WASHINGTON (Reuters) - The United States is open to dialogue to resolve trade differences with India by allowing American companies more access to Indian markets, U.S. Secretary of State Mike Pompeo said on Wednesday ahead of a visit to New Delhi later this month.
Pompeo’s remarks at the U.S.-India Business Council refer to a decision by U.S. President Donald Trump to end preferential trade treatment for India from June 5 over the trade barriers.
“We remain open to dialogue, and we hope that our friends in India will drop their trade barriers and trust in the competitiveness” of their own companies, Pompeo said ahead of his June 24-30 travels to India, Sri Lanka, Japan and South Korea.
“We’ll also push for the free flow of data across borders – not just to help American companies – but to protect data and ensure consumer privacy.

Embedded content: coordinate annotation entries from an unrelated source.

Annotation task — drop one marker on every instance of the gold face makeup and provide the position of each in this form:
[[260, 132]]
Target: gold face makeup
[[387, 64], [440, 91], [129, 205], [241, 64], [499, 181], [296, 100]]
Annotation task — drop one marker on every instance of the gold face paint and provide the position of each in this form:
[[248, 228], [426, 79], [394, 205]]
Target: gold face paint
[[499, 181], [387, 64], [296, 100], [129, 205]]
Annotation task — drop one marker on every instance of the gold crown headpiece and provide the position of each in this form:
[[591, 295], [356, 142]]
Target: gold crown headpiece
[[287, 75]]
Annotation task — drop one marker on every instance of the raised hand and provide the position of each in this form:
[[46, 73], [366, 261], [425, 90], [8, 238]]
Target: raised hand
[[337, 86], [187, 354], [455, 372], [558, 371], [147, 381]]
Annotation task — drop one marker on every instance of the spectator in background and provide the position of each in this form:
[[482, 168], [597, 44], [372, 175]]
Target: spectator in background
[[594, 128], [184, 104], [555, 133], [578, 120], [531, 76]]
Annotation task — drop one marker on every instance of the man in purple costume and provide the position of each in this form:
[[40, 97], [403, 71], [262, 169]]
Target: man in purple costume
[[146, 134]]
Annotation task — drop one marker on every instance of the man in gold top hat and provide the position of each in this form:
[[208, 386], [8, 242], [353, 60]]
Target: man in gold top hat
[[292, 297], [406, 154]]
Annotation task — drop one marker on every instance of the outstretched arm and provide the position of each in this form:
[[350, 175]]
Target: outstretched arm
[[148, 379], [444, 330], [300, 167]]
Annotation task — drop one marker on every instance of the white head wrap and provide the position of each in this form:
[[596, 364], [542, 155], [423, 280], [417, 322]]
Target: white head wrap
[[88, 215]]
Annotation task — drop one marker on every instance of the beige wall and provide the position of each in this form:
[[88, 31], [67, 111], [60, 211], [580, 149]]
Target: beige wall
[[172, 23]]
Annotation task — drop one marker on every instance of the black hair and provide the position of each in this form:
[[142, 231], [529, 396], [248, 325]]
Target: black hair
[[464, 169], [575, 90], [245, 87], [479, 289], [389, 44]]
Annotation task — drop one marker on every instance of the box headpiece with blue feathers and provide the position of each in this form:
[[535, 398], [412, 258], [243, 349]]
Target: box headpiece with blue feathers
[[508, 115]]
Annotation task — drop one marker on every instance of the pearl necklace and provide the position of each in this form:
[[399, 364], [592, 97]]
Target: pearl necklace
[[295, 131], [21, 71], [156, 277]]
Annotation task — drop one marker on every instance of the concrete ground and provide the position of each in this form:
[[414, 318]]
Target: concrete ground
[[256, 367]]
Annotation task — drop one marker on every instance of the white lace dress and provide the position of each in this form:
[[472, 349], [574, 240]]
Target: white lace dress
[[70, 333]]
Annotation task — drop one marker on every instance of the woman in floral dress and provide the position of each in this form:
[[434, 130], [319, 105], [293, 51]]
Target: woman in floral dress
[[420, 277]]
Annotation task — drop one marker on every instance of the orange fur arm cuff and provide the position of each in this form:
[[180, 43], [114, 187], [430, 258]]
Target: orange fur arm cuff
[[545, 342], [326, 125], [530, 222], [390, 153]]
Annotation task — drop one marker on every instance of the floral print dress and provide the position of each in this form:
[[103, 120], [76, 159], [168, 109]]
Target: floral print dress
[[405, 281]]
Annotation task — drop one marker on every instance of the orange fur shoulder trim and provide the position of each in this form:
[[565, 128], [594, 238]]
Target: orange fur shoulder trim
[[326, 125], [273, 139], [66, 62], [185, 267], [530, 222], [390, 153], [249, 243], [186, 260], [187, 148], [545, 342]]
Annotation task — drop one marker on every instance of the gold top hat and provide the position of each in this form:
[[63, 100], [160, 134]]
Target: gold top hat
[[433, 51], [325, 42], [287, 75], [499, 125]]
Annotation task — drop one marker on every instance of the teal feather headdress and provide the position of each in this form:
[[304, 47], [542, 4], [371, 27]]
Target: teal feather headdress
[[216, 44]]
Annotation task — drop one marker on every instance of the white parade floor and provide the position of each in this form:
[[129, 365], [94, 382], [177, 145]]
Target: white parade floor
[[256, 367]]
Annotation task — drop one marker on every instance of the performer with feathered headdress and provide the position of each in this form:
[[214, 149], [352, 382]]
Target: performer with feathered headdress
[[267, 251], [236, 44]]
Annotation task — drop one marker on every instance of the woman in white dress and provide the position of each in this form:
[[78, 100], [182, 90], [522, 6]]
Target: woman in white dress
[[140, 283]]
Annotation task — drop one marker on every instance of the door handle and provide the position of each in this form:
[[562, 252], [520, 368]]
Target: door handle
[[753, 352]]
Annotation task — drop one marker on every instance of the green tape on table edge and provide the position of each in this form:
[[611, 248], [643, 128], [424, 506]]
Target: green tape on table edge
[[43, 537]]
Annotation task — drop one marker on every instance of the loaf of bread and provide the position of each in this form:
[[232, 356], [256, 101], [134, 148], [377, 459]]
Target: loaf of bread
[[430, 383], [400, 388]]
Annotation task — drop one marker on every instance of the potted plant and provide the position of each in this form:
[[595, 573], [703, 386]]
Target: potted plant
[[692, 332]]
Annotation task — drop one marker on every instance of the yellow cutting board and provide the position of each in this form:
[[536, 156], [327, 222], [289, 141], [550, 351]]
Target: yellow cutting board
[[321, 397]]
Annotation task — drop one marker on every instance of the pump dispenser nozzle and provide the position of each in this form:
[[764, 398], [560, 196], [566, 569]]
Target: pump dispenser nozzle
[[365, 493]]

He added: “And speaking of privacy, we are eager to help India establish secure communications networks – including 5G networks.”
The privileges come under the General System of Preferences, or GSP, which had been allowing preferential duty-free imports of up to $5.6 billion a year into the United States from the South Asian nations. India is the biggest beneficiary of the GSP program.
Washington has been particularly annoyed by India’s tightening of regulations that have undermined major U.S. companies but favored domestic entities in the past year. In particular, tighter e-commerce rules that came in earlier this year hurt Amazon.com Inc and Walmart Inc, which last year bought Indian online retailer Flipkart for $16 billion.